UNI 11731 e Manutenzione Scaffalature – Guida al ripristino della sicurezza in magazzino
Le scaffalature sono attrezzature da lavoro soggette a usura, urti accidentali e deformazioni che ne possono compromettere l’integrità strutturale. In questi scenari, la priorità è il ripristino tempestivo delle condizioni di sicurezza.
Come previsto dalla normativa UNI EN 15635, i danni devono essere valutati durante le ispezioni tecniche periodiche programmate sotto la responsabilità del PRSES. A seguito dell’ispezione e dell’analisi delle cause del danno è necessario attivare procedure di manutenzione sulle scaffalature interessate.
Manutenzione delle scaffalature, le indicazioni generali sugli interventi
Qualsiasi intervento di ripristino, sia esso una riparazione o una sostituzione, deve essere eseguito esclusivamente da operatori specializzati. Le azioni da intraprendere devono essere approvate dal responsabile della progettazione strutturale o da un tecnico competente abilitato.
La valutazione nel definire se sia necessaria una riparazione o una sostituzione deve essere effettuata in base al tipo di danno e al livello di rischio riscontrati, come indicato dalla normativa UNI EN 15635.
Prima di procedere all’intervento, è sempre necessario scaricare la porzione di scaffalatura interessata in modo da poter agire in sicurezza.

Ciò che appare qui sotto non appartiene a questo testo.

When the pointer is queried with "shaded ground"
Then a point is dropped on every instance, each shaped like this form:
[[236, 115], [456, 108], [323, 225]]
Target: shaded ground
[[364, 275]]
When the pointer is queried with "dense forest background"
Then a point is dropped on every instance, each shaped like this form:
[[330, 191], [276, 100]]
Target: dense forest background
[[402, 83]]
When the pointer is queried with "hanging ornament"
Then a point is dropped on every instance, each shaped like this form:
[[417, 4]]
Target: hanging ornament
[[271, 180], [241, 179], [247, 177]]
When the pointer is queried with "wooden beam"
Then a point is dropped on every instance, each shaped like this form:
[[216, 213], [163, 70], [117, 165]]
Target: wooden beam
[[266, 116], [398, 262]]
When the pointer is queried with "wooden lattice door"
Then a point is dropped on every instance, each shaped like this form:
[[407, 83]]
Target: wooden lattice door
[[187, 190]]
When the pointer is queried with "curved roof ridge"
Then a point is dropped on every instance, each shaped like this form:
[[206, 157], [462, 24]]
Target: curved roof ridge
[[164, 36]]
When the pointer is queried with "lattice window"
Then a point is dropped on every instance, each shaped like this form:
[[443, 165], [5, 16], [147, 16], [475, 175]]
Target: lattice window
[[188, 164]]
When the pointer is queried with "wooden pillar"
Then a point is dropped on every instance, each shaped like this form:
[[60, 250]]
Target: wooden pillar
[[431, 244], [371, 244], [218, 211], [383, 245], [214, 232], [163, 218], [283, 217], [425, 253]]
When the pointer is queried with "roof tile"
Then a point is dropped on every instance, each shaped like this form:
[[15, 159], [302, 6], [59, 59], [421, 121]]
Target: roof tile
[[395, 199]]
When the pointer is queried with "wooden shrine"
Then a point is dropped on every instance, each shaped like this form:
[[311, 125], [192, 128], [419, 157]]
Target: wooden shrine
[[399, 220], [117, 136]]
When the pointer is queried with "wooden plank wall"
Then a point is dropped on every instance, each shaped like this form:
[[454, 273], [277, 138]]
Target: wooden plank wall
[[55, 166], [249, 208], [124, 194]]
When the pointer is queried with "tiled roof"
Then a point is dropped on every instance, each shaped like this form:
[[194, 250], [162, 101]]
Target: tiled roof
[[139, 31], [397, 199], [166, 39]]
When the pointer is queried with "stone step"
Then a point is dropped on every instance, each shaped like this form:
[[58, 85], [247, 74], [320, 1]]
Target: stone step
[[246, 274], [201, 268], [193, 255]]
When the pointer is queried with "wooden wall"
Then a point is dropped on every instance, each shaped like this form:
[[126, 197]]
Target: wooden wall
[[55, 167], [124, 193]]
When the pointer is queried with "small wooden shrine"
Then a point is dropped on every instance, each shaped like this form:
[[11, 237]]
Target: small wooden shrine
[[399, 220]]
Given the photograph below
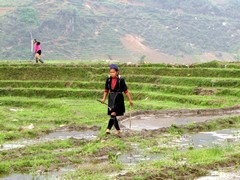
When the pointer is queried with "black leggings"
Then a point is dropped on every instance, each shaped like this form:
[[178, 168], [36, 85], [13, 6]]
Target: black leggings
[[113, 121]]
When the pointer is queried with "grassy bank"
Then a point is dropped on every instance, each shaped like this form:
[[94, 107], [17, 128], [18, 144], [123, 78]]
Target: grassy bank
[[56, 95]]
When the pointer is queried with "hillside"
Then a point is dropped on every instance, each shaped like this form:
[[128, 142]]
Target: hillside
[[127, 30]]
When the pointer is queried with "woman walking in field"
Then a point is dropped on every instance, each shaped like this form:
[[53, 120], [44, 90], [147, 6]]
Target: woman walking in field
[[37, 50], [115, 86]]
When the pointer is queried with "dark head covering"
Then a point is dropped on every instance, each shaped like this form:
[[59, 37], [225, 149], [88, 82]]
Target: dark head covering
[[113, 66]]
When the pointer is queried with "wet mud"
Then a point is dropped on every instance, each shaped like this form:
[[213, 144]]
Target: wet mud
[[152, 120]]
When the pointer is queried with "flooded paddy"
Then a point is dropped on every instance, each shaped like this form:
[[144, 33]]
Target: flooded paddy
[[223, 175], [44, 176], [164, 119]]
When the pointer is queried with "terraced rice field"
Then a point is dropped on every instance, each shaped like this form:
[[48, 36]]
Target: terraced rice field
[[36, 100]]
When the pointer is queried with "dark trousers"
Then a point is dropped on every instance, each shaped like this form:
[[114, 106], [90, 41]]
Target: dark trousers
[[113, 121]]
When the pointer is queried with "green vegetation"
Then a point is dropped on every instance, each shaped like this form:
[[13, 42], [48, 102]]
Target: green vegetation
[[52, 96], [95, 29]]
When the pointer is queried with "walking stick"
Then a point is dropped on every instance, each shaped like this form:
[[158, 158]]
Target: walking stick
[[130, 122]]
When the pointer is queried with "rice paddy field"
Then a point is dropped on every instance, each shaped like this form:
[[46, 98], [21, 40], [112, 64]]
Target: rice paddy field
[[52, 127]]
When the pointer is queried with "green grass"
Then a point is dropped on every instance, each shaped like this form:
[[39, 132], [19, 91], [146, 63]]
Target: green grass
[[60, 93]]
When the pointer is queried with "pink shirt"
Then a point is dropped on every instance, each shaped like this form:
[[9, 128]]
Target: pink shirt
[[36, 47]]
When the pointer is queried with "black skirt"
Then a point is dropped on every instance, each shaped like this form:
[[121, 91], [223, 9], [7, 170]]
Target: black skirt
[[116, 103]]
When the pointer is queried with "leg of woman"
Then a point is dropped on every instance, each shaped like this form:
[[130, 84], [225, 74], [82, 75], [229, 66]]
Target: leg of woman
[[116, 125], [110, 124], [36, 57]]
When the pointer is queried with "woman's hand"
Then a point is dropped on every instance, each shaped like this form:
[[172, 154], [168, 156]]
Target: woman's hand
[[131, 103]]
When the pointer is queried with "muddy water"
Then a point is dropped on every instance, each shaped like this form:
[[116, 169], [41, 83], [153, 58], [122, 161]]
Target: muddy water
[[210, 139], [52, 175], [214, 175], [57, 135], [151, 122], [137, 155], [199, 140]]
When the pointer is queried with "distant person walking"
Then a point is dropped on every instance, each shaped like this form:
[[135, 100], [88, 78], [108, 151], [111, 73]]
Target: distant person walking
[[115, 86], [37, 51]]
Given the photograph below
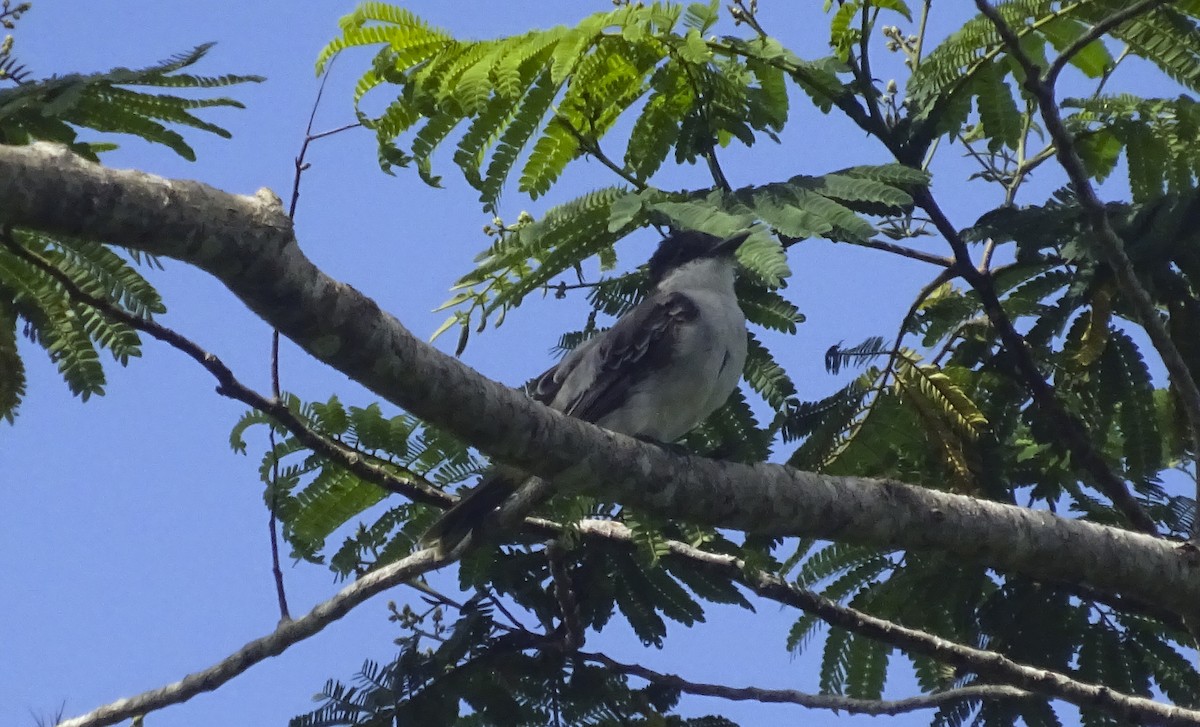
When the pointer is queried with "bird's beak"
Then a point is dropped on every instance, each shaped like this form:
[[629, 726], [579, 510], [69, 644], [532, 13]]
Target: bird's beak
[[729, 246]]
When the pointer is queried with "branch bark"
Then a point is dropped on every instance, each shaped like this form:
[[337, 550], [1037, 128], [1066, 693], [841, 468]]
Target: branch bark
[[273, 644], [791, 696], [247, 242]]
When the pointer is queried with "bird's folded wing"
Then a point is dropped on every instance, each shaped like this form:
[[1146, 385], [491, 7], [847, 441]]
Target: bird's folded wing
[[640, 343]]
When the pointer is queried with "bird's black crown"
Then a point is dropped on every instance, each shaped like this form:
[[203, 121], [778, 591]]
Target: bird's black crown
[[681, 247]]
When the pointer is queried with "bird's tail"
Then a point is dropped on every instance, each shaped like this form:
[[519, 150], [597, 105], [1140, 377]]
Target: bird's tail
[[472, 510]]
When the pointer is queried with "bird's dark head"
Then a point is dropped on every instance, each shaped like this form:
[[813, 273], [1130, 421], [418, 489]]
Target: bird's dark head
[[685, 246]]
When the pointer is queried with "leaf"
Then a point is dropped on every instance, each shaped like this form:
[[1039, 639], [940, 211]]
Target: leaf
[[997, 112]]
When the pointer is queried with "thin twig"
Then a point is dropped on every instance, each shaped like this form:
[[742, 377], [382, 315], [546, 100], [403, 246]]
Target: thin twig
[[1087, 38], [906, 252], [790, 696], [273, 644], [276, 391], [1071, 431], [592, 146], [1105, 240], [983, 662]]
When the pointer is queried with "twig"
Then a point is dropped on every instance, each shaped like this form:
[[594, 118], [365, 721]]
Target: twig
[[276, 391], [790, 696], [906, 252], [593, 148], [409, 485], [988, 664], [1069, 428], [273, 644], [1084, 41], [1105, 240], [564, 593]]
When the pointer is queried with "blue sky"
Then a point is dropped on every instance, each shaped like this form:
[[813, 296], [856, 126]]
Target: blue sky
[[135, 542]]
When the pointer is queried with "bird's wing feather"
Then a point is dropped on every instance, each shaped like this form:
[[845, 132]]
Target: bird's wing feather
[[639, 343]]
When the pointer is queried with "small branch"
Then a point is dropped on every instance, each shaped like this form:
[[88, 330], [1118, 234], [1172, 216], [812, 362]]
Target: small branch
[[409, 486], [574, 634], [922, 25], [273, 644], [987, 664], [1093, 34], [789, 696], [1071, 430], [592, 146], [1107, 242], [276, 391], [907, 252]]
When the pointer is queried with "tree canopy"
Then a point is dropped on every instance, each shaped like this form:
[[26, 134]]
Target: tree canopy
[[1001, 500]]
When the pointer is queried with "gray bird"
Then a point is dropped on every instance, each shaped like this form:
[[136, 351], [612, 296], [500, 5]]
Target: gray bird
[[657, 373]]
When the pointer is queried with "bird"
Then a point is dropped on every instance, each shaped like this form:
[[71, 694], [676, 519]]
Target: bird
[[655, 374]]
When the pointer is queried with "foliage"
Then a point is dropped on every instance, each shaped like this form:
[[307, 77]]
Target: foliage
[[31, 301], [955, 413], [947, 401]]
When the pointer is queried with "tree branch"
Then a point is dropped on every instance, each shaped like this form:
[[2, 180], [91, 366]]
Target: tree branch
[[1104, 239], [273, 644], [411, 486], [249, 245], [987, 664], [1093, 34], [790, 696], [1073, 433]]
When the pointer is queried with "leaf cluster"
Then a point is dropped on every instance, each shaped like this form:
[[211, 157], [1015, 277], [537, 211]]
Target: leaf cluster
[[34, 304]]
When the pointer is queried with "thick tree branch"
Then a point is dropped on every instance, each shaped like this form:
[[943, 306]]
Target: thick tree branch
[[1104, 239], [249, 245], [407, 485], [1092, 35], [985, 664], [790, 696], [273, 644]]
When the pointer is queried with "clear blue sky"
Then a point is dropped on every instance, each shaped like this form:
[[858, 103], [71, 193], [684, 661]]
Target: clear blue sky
[[133, 542]]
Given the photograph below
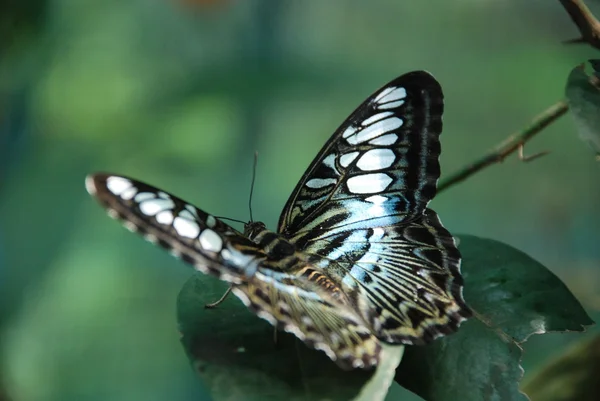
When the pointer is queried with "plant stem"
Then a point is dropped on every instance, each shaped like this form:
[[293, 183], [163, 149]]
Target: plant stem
[[510, 145]]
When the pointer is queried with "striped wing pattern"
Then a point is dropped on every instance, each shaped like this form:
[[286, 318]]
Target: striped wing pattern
[[361, 211], [357, 259], [292, 296]]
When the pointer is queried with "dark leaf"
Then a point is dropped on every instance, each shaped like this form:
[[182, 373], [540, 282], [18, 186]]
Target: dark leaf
[[237, 357], [574, 375], [513, 296]]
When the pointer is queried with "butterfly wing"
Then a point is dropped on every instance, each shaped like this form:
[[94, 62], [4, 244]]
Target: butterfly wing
[[189, 233], [361, 208], [294, 303], [291, 300]]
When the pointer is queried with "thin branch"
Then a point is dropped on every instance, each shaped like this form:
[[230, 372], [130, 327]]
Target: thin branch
[[586, 22], [510, 145]]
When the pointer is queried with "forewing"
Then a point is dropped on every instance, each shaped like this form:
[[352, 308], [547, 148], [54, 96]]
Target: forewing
[[361, 210], [409, 273], [196, 237], [291, 300], [380, 167]]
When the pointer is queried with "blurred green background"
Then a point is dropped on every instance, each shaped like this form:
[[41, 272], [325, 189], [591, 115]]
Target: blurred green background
[[179, 93]]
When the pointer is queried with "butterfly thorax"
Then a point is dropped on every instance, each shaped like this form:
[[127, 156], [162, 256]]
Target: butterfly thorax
[[274, 245]]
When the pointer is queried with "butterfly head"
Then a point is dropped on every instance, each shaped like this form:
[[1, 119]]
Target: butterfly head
[[253, 228]]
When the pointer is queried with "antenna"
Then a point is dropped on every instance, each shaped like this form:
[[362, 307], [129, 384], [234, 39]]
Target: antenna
[[252, 185], [230, 219]]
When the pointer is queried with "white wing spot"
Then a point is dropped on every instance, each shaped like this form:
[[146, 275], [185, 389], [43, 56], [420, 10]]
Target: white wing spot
[[320, 182], [376, 159], [391, 105], [377, 129], [185, 227], [348, 158], [391, 95], [117, 185], [376, 209], [186, 215], [130, 226], [153, 206], [211, 221], [376, 199], [384, 93], [368, 183], [384, 140], [142, 196], [129, 193], [164, 217], [210, 241], [376, 117], [329, 161], [192, 210]]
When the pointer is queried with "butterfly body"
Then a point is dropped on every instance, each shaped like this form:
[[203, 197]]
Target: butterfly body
[[358, 258]]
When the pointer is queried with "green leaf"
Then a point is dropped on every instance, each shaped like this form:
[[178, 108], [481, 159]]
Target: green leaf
[[572, 376], [237, 357], [583, 96], [513, 296]]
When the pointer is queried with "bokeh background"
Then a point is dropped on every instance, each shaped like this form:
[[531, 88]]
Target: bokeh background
[[180, 93]]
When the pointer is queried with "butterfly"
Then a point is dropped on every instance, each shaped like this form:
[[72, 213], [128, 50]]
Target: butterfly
[[357, 259]]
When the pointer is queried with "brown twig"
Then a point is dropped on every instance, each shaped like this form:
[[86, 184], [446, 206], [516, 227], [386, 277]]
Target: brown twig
[[586, 22], [513, 143]]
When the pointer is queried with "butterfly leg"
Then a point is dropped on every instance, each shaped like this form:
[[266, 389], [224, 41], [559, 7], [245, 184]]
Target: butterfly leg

A intervento concluso, sarà necessario validare la conformità della struttura verificando i parametri indicati dalle normative.
Pianificazione dell’intervento di ripristino dei componenti danneggiati
Le modalità operative e la supervisione degli interventi sono prerogativa esclusiva di:
- Produttore della scaffalatura, (tramite tecnico specializzato);
- Tecnico abilitato ai sensi della legislazione vigente.
Il ripristino deve sempre mettere al primo posto la sicurezza degli operatori. Inoltre, il livello di sicurezza dell’attrezzatura interessata, al termine delle operazioni, deve risultare non inferiore a quello della struttura integra.
Riparare o sostituire?
Le sostituzioni devono seguire rigorosamente la procedura del costruttore o del tecnico che ha stilato il rapporto di ispezione, con successiva verifica di corretta installazione. Le caratteristiche dell’elemento sostitutivo devono essere identiche al componente originario.
Le riparazioni sono un tema delicato. Generalmente, non sono mai raccomandate, a meno che non esista una procedura dettagliata fornita da un ingegnere strutturista che dovrà poi validare il lavoro per iscritto. La riparazione è, infatti, ipotizzabile solo nel caso in cui non sia possibile eseguire una sostituzione del pezzo danneggiato
Allo scopo di prevenire la variazione delle caratteristiche dell’acciaio, nella riparazione è necessario evitare l’utilizzo di:
- Fonti di calore, come fiamme o fiaccole;
- Lavorazioni meccaniche di deformazione a freddo che producano una nuova conformazione del profilo (raddrizzamenti, lisciature, ecc…)
Se assolutamente necessarie, le riparazioni effettuate tramite saldatura devono essere realizzate solamente utilizzando procedimenti e materiali idonei ai profili sottili e mediante operatori qualificati. Non è ammesso eseguire saldature su materiali zincati.
Interventi di riparazione mediante deformazione a freddo sono ammessi solo per danni che hanno prodotto la deformazione locale di una sezione e devono garantire il ripristino della conformazione iniziale. Non sono ammessi nel caso di deformazioni globali.
Un componente strutturale non deve mai essere riparato se presenta:
- Spellature, pieghe, strappi o rotture;
- Uno o più attacchi del connettore visibilmente danneggiati o rotti;
- Deformazioni residue nei componenti della spalla con classificazione di danno giallo o rosso, come descritto nella normativa UNI EN 15635;
- Deformazioni residue permanenti delle travi sul piano verticale maggiori del 20% della deformazione ammissibile sotto carico (L/200)*;
- Deformazioni residue laterali delle travi, maggiori del 50% della deformazione verticale ammissibile sotto carico (L/200)*;
- Connettori delle travi con rotture nella saldatura o strappi nel materiale;
- Deformazioni o danni in qualsiasi componente classificati come danno rosso secondo la UNI EN 15635.
*L rappresenta la lunghezza della campata del componente che sostiene il carico
Piccoli danni localizzati (ammaccature, piccole fratture, ecc…) devono essere valutati dal progettista o da un tecnico competente. È comunque necessaria una specifica scritta su come procedere alla riparazione.